Вадим не удивился. Он потерял способность удивляться. Он наблюдал происходящее без особого интереса, но с некоторым вниманием, словно от скуки, — так смотрит на случайных попутчиков путешественник, которому все равно нечего делать. Керзон на мгновение застыл в дверях, превращенный ярким солнцем, светившим ему в спину, в четкий черный силуэт, несколько комичный, потому что очертания получились близкие к эллипсу. А потом он исчез из проема и оказался в самой гуще событий. Керзон умел драться. Невысокий, толстый, лысоватый и немолодой, он был раза в три старше каждого из своих противников. Но драться умел… Он пнул кого-то в пах, кому-то проехал по лицу растопыренной пятерней, мордатого боднул своей круглой лысой головой в живот. Ошеломленные дембеля отступили.
Семен бросился к Глинскому. Мордатый кое-как разогнулся, глотнул воздуха и, подобравшись к Керзону сзади, схватил его за плечо. Тот, не оборачиваясь, въехал громиле локтем в нос. Солдат взвыл и отступил, зажимая лицо короткопалыми широкими ладонями.
Керзон рявкнул:
— Ну, что стоите? Воды дайте!
Мордатый и его банда отступали к двери.
— Нет воды? — орал Керзон. — Несите ситро из буфета!
Зал опустел. Семен оглянулся, заметил на подоконнике трехлитровую банку с букетом ромашек и васильков, бог знает кем и зачем туда поставленную. Цветы он бросил на пол, обмакнул в воду носовой платок и стал вытирать окровавленное лицо Вадима.
— Я чувствовал, всем сердцем чувствовал, что что-то должно случиться! — с пафосом выкрикивал он. — Я чуял, что ты в опасности! И вот я здесь!
От холодной воды Вадим пришел в себя. Он добрел до скамьи, упал на нее, отдышался и потребовал:
— Иди найди Альбину.
Семен горестно покачал головой:
— Альбина бросила, Керзон подобрал. И так будет всегда, Вадим, так будет всегда. Пойми, наконец, я все это время молчал, не мешал тебе делать глупости. Что ж, ты много работаешь, ты — талант и великий труженик, тебе надо иногда отдохнуть, развеяться, разве я против? Я все понимаю… Но следует знать меру. Послушай старого мудрого Керзона, он, и только он, твой верный, твой истинный друг… — Он и сам, кажется, поверил в то, что говорил, и чуть не прослезился. Голос его задрожал. — Во что ты ввязался?! Зачем ты здесь?! Если бы не я, ты мог бы погибнуть.
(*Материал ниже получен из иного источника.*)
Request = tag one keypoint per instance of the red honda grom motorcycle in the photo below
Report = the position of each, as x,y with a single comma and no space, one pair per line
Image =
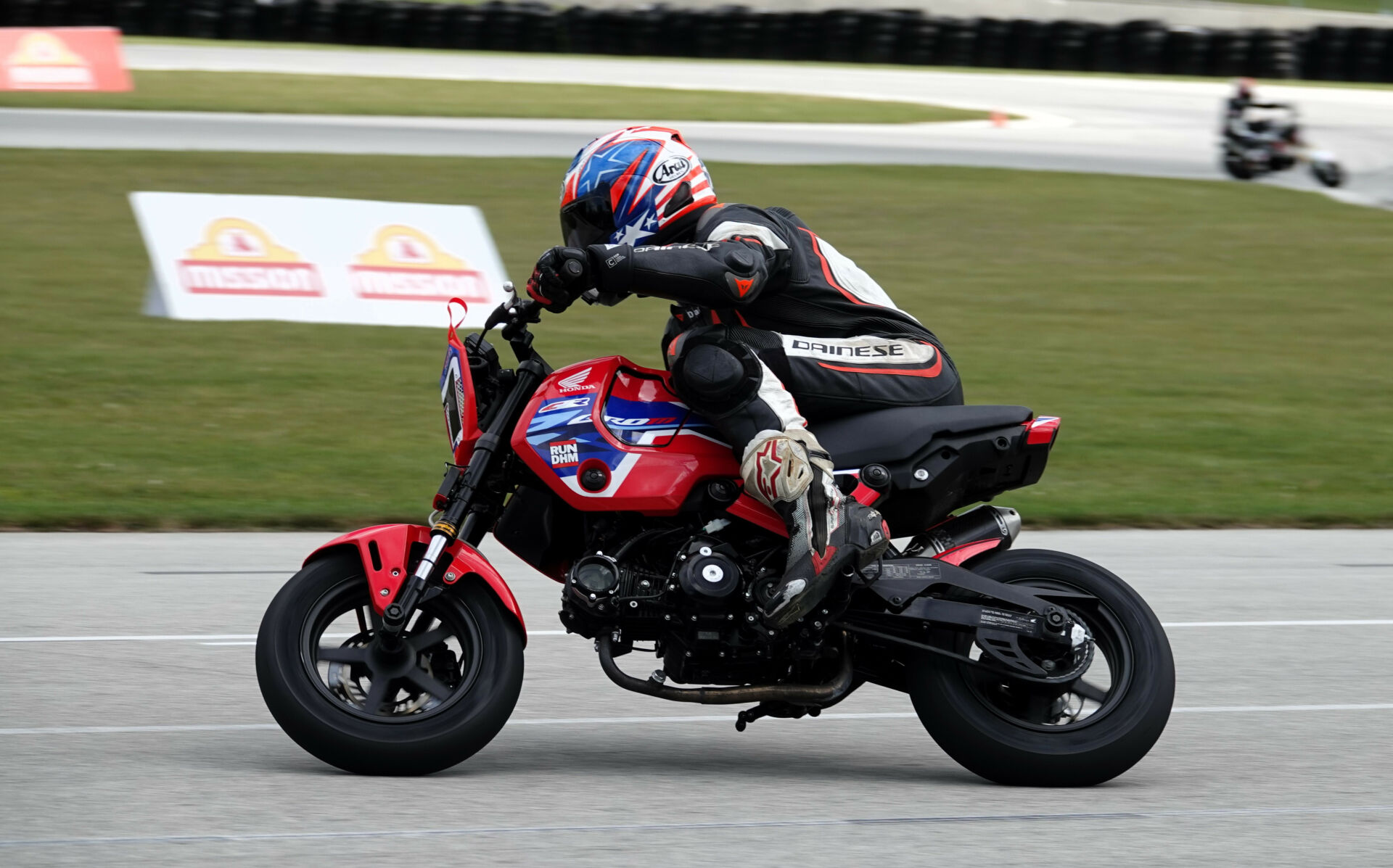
398,650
Вадим Глинский мог погибнуть в пьяной драке на каком-то поганом полустанке, у которого даже названия нету, перегон номер… Но нет, Керзон тебя всегда спасал и спасет на этот раз! Я им покажу… Капитан! Сюда, капитан!
Через зал шел Голощекин, Он шел четким строевым шагом, подтянутый, стройный, с красивым строгим лицом. Советский офицер, краса и гордость, надежда и опора. Блюститель порядка и закона.